Наверное, через месяц раздался звонок, и она, смущаясь от неожиданного вторжения, робко отозвалась. В трубке нечисто, с помехами звучала музыка. Никто ничего не говорил – просто долго-долго, пока она не нажала кнопку отбоя, играла музыка. Она не поняла тогда, что это было, – решила, что это ошибка и просто где-то что-то не соединилось. Тогда она забыла про звонок, и забыла бы про него навсегда, если бы через два дня все не повторилось. Тогда она заволновалась и спросила несколько раз: “Кто это?” Трубка молчала, вернее нет, она отвечала все той же безликой музыкой. И так повторялось довольно часто. Один раз она услышала в трубке вместе с музыкой чье-то дыхание. И тогда ей стало страшно. По-настоящему страшно. Чудовищно страшно. С тех пор она боялась этих звонков. И скоро боялась уже всех звонков. Не могла притронуться к телефону и не могла рассказать отцу. И однажды во время такого звонка ей стало плохо, в ней родилась эта звериная стонущая сила, которая вырвалась из нее способом ужасным и диким. Так она попала к Нэлли.
Потом, уже после маминой смерти, кажется, даже на поминках, кто-то рассказал, что это мать звонила ей из клиники, хотела ее музыкой поддержать. Действительно, звонки прекратились.
А похороны и поминки были совсем некрасивым зрелищем. Хоронили маму в закрытом гробу. Так как труп сильно пострадал. Восьмой этаж, это высоко.
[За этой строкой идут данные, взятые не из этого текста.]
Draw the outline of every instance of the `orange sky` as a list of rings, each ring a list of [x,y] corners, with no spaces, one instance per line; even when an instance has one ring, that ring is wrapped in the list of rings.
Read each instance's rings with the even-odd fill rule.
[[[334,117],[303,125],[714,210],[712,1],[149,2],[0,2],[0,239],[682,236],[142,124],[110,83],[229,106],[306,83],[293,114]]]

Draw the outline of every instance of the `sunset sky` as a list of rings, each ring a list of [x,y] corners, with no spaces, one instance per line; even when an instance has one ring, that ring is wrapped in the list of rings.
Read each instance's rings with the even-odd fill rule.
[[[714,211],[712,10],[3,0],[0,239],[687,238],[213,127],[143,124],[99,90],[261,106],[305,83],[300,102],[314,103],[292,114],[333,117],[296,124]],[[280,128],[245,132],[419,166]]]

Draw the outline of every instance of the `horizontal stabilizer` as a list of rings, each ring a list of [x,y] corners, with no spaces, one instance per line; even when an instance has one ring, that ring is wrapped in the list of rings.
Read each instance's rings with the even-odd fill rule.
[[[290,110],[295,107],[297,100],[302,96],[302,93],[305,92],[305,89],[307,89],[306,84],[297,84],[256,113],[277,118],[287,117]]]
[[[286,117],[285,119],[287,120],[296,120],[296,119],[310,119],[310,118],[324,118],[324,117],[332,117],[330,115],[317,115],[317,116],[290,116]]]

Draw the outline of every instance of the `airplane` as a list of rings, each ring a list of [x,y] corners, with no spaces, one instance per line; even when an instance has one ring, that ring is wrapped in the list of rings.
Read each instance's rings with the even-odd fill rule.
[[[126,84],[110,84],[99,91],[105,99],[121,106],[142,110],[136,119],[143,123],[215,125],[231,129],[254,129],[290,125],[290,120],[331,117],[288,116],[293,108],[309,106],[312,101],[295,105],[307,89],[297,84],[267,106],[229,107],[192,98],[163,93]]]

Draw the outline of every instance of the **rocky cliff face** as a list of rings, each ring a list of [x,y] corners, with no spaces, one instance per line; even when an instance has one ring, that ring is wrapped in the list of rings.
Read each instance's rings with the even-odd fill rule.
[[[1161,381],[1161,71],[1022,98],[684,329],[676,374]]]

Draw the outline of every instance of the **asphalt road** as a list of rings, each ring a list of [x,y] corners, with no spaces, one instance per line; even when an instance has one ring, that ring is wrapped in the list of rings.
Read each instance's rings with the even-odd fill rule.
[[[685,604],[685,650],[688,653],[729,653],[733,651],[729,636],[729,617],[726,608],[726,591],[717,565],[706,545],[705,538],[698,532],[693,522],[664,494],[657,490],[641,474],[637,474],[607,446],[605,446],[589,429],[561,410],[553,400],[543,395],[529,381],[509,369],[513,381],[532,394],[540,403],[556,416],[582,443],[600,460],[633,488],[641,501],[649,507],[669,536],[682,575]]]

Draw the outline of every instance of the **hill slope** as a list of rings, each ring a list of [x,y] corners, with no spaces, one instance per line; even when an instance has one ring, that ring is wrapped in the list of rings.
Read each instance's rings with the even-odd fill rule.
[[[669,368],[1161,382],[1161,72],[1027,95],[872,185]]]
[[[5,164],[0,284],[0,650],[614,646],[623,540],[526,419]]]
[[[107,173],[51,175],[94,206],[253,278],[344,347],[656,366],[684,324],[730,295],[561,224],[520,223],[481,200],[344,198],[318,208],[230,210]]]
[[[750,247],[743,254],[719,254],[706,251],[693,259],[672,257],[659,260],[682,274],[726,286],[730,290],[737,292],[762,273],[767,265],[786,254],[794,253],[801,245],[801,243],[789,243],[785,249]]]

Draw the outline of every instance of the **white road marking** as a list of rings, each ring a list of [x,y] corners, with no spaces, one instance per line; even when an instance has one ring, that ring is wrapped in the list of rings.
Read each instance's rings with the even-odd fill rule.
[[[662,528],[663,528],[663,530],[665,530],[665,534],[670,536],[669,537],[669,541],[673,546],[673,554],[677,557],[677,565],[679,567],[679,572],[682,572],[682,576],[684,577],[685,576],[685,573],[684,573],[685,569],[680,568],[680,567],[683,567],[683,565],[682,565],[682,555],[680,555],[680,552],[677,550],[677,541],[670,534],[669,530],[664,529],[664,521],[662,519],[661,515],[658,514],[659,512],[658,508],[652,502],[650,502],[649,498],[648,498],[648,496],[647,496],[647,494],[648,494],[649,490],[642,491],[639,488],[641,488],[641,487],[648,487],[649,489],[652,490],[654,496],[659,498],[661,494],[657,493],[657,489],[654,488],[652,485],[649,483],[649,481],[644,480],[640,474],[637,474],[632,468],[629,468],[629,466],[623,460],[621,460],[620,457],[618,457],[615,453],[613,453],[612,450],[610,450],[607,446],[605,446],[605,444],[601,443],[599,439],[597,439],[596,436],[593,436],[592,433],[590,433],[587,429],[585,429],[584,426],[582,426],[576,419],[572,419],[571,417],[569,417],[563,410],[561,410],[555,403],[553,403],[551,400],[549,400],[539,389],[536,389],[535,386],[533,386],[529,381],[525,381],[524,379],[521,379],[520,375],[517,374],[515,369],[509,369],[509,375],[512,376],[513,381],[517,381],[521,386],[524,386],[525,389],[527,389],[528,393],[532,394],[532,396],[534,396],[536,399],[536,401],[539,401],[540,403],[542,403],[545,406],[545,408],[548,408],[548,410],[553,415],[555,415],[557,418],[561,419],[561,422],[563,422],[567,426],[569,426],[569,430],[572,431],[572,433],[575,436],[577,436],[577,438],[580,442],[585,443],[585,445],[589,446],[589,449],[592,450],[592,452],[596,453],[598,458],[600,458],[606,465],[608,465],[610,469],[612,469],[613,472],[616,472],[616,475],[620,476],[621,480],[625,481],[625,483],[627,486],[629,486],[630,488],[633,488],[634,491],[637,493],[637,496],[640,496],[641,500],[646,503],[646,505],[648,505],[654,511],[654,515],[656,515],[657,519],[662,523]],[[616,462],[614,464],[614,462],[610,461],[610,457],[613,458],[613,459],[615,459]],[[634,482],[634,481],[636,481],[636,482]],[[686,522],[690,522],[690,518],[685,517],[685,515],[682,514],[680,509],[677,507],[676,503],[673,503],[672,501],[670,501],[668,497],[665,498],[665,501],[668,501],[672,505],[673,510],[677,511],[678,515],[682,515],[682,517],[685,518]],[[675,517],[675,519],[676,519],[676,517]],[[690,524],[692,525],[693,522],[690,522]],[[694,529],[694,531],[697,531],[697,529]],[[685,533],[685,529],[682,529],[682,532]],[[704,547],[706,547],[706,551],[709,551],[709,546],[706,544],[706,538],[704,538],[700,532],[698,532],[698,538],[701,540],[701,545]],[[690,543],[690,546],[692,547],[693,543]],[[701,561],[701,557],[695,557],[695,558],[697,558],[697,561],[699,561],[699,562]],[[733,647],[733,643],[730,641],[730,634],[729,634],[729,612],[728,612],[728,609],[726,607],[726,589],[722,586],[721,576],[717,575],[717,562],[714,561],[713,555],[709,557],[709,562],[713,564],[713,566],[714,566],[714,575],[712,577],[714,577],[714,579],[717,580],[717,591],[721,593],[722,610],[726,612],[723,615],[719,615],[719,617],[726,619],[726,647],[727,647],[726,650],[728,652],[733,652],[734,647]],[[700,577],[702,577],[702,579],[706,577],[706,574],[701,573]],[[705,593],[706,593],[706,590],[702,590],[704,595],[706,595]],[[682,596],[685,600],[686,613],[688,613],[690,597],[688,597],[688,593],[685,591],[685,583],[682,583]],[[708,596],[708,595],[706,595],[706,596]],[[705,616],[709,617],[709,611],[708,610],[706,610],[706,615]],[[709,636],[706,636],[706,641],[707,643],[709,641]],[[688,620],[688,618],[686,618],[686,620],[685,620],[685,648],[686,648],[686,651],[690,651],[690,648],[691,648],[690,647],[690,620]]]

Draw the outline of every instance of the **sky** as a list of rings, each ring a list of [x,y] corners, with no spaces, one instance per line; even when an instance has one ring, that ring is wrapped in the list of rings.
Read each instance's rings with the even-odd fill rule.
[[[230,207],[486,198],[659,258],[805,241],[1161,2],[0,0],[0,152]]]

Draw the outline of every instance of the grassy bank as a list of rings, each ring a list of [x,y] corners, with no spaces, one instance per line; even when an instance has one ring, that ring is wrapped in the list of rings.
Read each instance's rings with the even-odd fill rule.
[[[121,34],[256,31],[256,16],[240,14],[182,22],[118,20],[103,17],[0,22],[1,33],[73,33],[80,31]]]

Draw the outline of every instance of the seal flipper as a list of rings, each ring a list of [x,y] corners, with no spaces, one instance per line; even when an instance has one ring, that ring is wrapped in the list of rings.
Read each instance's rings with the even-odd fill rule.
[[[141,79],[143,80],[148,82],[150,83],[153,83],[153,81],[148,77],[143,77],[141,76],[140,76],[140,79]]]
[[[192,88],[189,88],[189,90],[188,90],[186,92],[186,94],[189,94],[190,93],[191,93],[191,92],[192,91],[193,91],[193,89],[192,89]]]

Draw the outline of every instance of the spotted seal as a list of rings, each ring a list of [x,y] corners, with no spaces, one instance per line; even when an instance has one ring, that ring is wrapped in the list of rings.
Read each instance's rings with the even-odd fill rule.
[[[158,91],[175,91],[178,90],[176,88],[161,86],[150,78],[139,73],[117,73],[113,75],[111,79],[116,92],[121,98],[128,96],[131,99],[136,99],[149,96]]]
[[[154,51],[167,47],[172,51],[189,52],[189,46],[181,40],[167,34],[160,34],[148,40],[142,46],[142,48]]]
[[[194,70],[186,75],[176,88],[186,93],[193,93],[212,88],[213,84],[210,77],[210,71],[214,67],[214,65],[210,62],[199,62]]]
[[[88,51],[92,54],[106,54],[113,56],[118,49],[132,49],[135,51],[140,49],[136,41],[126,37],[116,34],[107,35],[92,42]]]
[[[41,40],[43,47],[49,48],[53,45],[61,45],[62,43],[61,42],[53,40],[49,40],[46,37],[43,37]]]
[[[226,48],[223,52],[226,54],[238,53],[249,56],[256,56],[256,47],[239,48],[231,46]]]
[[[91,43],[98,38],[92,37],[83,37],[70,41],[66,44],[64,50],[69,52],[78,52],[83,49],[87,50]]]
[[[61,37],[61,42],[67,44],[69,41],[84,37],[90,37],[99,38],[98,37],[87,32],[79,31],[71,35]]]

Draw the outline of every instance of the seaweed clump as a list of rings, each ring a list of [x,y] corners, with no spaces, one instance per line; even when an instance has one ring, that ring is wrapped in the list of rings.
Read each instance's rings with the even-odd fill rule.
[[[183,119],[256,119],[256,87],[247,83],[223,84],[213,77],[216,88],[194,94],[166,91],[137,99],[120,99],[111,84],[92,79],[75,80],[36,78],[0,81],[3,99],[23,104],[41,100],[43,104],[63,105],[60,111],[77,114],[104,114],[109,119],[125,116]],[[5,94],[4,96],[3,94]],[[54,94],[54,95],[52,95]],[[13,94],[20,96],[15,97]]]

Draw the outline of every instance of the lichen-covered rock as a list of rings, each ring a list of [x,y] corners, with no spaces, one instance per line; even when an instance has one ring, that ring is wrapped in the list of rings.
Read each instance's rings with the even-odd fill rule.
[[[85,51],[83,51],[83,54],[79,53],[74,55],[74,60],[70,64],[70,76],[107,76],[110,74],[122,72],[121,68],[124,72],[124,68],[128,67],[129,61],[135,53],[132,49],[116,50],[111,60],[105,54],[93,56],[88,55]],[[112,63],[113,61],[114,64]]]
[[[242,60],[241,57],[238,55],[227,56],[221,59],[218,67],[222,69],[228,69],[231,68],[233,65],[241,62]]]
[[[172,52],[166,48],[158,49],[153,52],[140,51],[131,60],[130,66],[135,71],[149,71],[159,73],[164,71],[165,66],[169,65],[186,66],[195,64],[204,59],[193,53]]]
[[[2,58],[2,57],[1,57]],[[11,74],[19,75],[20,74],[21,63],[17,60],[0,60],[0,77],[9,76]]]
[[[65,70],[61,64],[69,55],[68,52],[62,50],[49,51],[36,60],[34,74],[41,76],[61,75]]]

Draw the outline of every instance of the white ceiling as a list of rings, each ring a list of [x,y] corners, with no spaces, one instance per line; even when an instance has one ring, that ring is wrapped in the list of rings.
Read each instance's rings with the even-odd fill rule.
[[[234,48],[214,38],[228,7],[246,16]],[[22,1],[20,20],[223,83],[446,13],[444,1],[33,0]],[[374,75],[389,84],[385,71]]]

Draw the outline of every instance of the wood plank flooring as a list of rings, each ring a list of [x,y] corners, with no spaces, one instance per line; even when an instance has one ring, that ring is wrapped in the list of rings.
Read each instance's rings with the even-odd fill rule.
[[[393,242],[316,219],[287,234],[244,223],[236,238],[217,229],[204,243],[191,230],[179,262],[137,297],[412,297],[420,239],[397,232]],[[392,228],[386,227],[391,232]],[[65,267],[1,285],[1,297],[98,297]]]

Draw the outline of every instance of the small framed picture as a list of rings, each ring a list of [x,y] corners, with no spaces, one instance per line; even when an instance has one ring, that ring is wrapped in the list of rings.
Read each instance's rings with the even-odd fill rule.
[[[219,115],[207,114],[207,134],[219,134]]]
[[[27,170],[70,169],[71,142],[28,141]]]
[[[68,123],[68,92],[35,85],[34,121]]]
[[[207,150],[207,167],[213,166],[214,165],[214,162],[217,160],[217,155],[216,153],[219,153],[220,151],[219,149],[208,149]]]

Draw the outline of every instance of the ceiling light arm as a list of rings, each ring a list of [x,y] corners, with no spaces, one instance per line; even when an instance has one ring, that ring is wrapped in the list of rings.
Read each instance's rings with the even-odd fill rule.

Потом дети ее спросили во дворе – и она ответила, как говорил отец, – что маму к себе на небо забрал Бог, а один пухлогубый мальчик спросил, сдерживая хохот: “Что? Забрал, а потом сбросил?” И все смеялись. Даже девочки. А она убежала домой и больше уже никуда не выходила. После школы сидела дома, а потом и вовсе перешла на домашнее обучение. После этого у Нэлли она стала бывать чаще, два раза в неделю – во вторник и в четверг.